What made it possible for large numbers of immigrants to settle in Western Canada before 1914?
📖 In-depth explanation
Background, key points, and common pitfalls
Question
What made it possible for large numbers of immigrants to settle in Western Canada before 1914?
📚 Background context
Discover Canada records this in one direct sentence. The guide writes: The railway made it possible for immigrants, including 170,000 Ukrainians, 115,000 Poles and tens of thousands from Germany, France, Norway and Sweden to settle in the West before 1914 and develop a thriving agricultural sector. The infrastructure the test wants is therefore the Canadian Pacific Railway (CPR).
The CPR was finished in 1885. Discover Canada writes that "on November 7, 1885, a powerful symbol of unity was completed when Donald Smith (Lord Strathcona), the Scottish-born director of the Canadian Pacific Railway (CPR), drove the last spike." So the railway had been operating for nearly three decades before 1914 — long enough to carry the millions of immigrants who arrived during Sir Wilfrid Laurier's era.
Specific immigration numbers are striking. Discover Canada commits to specific figures: 170,000 Ukrainians, 115,000 Poles, and tens of thousands from Germany, France, Norway and Sweden. So in less than three decades, hundreds of thousands of European immigrants used the railway to reach the western prairies — building the country's agricultural heartland.
The CPR fulfilled a constitutional promise. Discover Canada writes that "British Columbia joined Canada in 1871 after Ottawa promised to build a railway to the West Coast." So the railway was the price of B.C. joining Confederation — and once completed, it became the means by which immigrants reached the West. "After many years of heroic work, the CPR's 'ribbons of steel' fulfilled a national dream." The project was financed by British and American investors and built by both European and Chinese labour. So the CPR is more than a transportation system — it is part of the foundation of Canada's modern population, agriculture, and constitutional unity.
🌎 Why this matters today
The question is testing whether new citizens know what made large-scale immigration to Western Canada possible before 1914. Discover Canada commits to one answer: the railway — specifically the Canadian Pacific Railway (CPR). The right test answer matches that.

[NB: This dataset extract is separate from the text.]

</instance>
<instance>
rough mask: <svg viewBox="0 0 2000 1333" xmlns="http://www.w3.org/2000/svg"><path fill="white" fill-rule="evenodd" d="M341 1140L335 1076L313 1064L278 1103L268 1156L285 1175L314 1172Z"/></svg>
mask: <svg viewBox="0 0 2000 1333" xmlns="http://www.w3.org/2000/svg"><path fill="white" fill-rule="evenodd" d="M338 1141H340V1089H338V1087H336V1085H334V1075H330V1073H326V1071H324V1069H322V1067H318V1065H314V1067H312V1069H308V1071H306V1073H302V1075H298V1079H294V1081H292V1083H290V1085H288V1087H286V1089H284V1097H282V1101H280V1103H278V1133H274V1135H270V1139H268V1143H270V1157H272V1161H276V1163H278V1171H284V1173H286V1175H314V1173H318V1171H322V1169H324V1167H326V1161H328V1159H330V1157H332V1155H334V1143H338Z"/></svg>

The wrong answer choices each pick a different cause. The discovery of oil in Alberta came in 1947, much later. The gold rush was a 19th-century event but is not named in the guide as the West-settlement enabler. Government incentives existed but the guide commits the role to the railway. Only the Canadian Pacific Railway matches.
📜 From Discover Canada
"The railway made it possible for immigrants, including 170,000 Ukrainians, 115,000 Poles and tens of thousands from Germany, France, Norway and Sweden to settle in the West before 1914 and develop a thriving agricultural sector."
⚠️ Common misconceptions
The first answer choice is wrong. Discover Canada dates the discovery of oil in Alberta to 1947 — far too late for pre-1914 immigration. The railway is what enabled pre-1914 settlement.
The second answer choice is wrong. Discover Canada mentions the Yukon Gold Rush of the 1890s, but never credits the gold rush with enabling pre-1914 western settlement. The railway did.
The third answer choice is wrong. Discover Canada credits the railway specifically — not generic government incentives — with making pre-1914 immigration possible.
Don't drop the immigration numbers. Discover Canada commits to 170,000 Ukrainians, 115,000 Poles, and tens of thousands from Germany, France, Norway and Sweden — all of whom used the railway to reach the West.
✅ Key points to remember
- Infrastructure / answer:
- The Canadian Pacific Railway (CPR)
- Source statement:
- "The railway made it possible for immigrants... to settle in the West before 1914."
- Last spike:
- November 7, 1885 — driven by Donald Smith (Lord Strathcona)
- Immigrant groups:
- 170,000 Ukrainians, 115,000 Poles, tens of thousands from Germany, France, Norway and Sweden
- Why it was built:
- British Columbia joined Canada in 1871 after Ottawa promised to build a railway to the West Coast
- Builders:
- European and Chinese labour; financed by British and American investors
💡 Memory tip
The West-settlement enabler: The Canadian Pacific Railway (CPR) · last spike November 7, 1885 · made pre-1914 immigration possible.